In computer architecture, it's very rare for anything to scale linearly. If you take a chip and double the frequency it runs at you won't get double the performance, because there are all sorts of latencies you haven't improved. If you double the number of cores in your chip you won't get double the performance, because they're contending for the same limited pool of off-socket memory bandwidth. If you add more sockets then some memory accesses will be to other sockets, increasing latency. And if you double the number of threads per core, you're lucky to get even a 20% increase in performance because now your threads are in contention for both the same execution and memory resources.
So when you compare a 32 socket, 4 thread per core system to a 4 socket, 2 thread per core system on the basis of thread performance you're being ludicrously unfair. Would you claim that a non-hyperthreaded Intel i5 has much better single threaded performance than a hyperthreaded Intel i7?
If you follow the link I gave you can find the actual single threaded SPECint results at the top, you'll find two base results for Power 780 (29 and 44) and many results for E7540s which seem to be around 24 for the first ten results I checked.
Sure, the SPECint rate results show a different story if you divide by the number of threads, but that isn't what people mean when they talk about single threaded performance.
multi-threaded performance per thread which is a metric people don't use for very good reason.
Maybe I used the wrong term but I'm referring to the idea of how much work can be done by a single instruction stream (thread) in a fixed number of clock cycles.
but that isn't what people mean when they talk about single threaded performance.
Then what do they mean?
I understand what you mean about scaling not being linear with the number of threads, but even with the same (very large) number of threads:
How much work an instruction an instruction stream can do in a fixed number of clock cycles is going to be hugely dependant on what other instruction streams executing at the same time might be doing.
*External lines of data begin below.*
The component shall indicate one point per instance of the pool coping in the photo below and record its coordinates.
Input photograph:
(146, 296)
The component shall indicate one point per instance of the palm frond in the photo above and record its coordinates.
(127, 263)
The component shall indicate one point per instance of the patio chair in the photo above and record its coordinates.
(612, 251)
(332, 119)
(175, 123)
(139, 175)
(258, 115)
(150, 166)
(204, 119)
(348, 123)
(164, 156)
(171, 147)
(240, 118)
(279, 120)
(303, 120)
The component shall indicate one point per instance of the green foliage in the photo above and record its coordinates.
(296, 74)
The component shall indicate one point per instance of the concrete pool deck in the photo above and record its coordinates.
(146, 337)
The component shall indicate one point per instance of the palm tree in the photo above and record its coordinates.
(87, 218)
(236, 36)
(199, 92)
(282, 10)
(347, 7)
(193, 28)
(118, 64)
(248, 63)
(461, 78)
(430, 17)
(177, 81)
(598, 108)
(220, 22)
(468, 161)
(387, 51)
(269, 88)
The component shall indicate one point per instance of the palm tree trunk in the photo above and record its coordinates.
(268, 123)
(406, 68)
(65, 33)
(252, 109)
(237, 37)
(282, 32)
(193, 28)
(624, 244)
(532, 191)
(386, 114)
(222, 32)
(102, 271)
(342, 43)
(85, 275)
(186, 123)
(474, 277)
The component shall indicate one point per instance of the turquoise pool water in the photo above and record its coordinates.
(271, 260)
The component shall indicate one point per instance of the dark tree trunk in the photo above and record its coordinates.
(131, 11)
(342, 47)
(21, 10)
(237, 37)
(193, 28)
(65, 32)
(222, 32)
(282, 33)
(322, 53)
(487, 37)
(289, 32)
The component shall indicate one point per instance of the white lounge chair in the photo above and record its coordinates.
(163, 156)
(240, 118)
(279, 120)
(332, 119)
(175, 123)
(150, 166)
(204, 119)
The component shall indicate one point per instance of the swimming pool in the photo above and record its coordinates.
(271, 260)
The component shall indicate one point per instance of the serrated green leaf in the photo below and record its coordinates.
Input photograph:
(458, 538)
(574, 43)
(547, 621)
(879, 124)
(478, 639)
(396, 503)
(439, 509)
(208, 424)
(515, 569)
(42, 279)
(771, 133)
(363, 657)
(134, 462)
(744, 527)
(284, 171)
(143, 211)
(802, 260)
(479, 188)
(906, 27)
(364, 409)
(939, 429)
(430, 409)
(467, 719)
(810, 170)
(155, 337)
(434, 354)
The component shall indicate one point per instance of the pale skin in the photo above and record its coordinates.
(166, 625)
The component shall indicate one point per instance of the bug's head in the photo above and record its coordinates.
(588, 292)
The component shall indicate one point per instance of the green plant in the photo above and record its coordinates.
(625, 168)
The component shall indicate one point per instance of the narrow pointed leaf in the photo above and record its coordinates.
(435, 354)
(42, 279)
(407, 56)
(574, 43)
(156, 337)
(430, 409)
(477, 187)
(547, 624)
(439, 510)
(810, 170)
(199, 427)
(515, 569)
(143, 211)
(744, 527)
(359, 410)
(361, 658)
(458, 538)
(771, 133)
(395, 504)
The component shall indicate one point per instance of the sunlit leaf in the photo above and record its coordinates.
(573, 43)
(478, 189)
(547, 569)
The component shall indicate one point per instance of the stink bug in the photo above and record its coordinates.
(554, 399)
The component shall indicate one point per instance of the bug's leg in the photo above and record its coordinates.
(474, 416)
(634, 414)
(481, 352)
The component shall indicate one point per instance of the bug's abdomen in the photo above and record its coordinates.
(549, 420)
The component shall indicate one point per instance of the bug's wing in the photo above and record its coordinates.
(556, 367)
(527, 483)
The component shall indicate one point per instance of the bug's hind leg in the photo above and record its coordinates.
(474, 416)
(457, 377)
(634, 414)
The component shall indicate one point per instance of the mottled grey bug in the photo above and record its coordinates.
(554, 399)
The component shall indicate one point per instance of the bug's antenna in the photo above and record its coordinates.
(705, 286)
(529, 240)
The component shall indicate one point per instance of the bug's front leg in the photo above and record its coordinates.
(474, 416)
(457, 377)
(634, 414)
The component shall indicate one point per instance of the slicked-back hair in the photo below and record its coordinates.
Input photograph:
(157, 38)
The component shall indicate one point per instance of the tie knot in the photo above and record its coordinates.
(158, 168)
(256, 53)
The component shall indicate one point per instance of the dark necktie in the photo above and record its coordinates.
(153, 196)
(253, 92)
That's why the convention is, when measuring single threaded performance, to only use a single thread.
Nothing says that you have to run the same number of threads in your workload as you have hardware threads. Operating systems are there to multiplex software threads over hardware threads, and part of SPEC is a test of the operating system and compiler as well as the chips and motherboards and memory. There's nothing to prevent someone from taking the Xeon system in your your post with 30,000 threads, producing a system with a performance per thread result much much lower than running it with 384 threads.
The interesting results are which systems can achieve the absolutely highest throughput and single thread performance, and which can achieve more throughput or single thread performance per unit price or unit power consumption.
IBM Power 795 (4.25 GHz, 128 core, SLES) 5350 base, 512 threads -> 2.46 result/thread/GHz
The Power 7 came out in 2010, so we can look at the x86 that were available around that time - the Nehalem era; e.g. this one
IBM BladeCenter HX5 (Intel Xeon E7540 - 2GHz) 490 base, 48 threads, 5.10 result/thread/GHz
For AMD, this one I picked turns out better than Intel:
IBM System x3755 M3, AMD Opteron 6134 (2.3GHz) 638 base, 48 threads, 5.78 result/thread/GHz
The Power 7's single-threaded efficiency is less than half that of competitive x86 CPUs at the time. The TDP is 200W+ as well - around double that of the x86s which are ~100W - so power efficiency isn't that great. The high clock frequencies probably have something to do with it.
In theory there isn't anything preventing an ARM-64 chip from having performance as good as an x86 or POWER chip
True, but as the paper I linked suggests, power efficiency is going to suffer if they're optimising for raw performance. There hasn't really been aggressively high-performance ARM chips before unlike the other traditional RISCs (SPARC, POWER), so that's why I'm really interested to see what AMD does with it.